3. I like the excitement, and the knowledge that nurses have about all sorts of diseases and ways to treat them. :)
I'm interested in working in a school district if possible, and definitely outpatient and with children. I have no interest in acute care.
Flo., BSN, RN
571 Posts
Where I am we have a huge shortage of OTs and surplus of nurses. Check what the market is in your area.
Been there,done that, ASN, RN
7,241 Posts
Shadowing is an excellent idea.
OT is still very much hands on care. You will be teaching the patient to dress themselves, toilet themselves, etc.
My understanding is OT pays quite a bit less than nursing, so compare salaries for sure.
Good luck.
lindarn
1,982 Posts
Shadowing is an excellent idea.OT is still very much hands on care. You will be teaching the patient to dress themselves, toilet themselves, etc.My understanding is OT pays quite a bit less than nursing, so compare salaries for sure. Good luck.

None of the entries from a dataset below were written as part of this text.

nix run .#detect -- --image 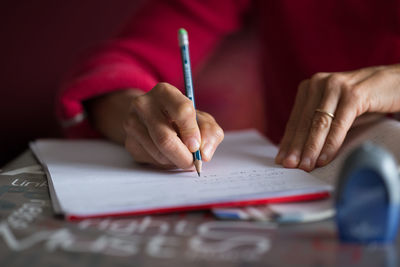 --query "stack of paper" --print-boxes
[31,120,400,219]
[31,131,332,219]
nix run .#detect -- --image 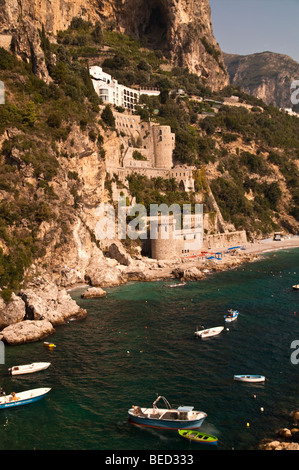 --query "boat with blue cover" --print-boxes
[178,429,218,446]
[128,396,207,430]
[224,308,240,322]
[234,374,266,383]
[0,388,51,409]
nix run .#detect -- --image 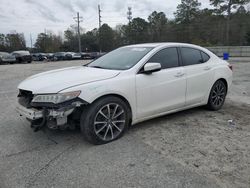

I don't know where you heard the OT pays less than nursing. OT is a Masters Program. They may alot more money than nurses do. They keep their numbers low to maintain that.
JMHO and my NY $0.02.
Lindarn, RN, BSN, CCRN
Somewhere in the PACNW
In NY (according to nycareerzone) OT pays less than nursing, but only by about $4000-5000/year. Money isn't a huge factor in my book anyway.
Quickbeam, BSN, RN
1,011 Posts
My OTR friends are all in doctoral programs right now. They do work very hard but all are part time. They tell me it isn't easy to get full time gigs in OT. Most are in high hourly wage categories with no benefits. Just my experience with my pals.
JSBoston
141 Posts
I LOVE being a nurse (most of the time) but if I could go back in time, I'd do PT or OT. I used to work in an LTAC and I would literally KILL myself and not eat my lunch until I got home from work. Every second was pure stress and there wasn't enough of me to go around. We had a TON of pt/ot at our hospital and they did work hard, but they had scheduled times with the patients and they always always had lunch together as a group, while I didn't have time to pee. They had time with the patient's progress notes than I did. The main negative about them IMO, is they had to step out of the room when codes happen and I like to be around for learning and helping the patient.
Be careful about narrowing your focus early on. You have to work where the demand is. Often your dream job is not available upon graduation and you have to build your experience in a different area.
I am fairly sure all the OTs I worked with at nursing homes didn't list it as their first preference.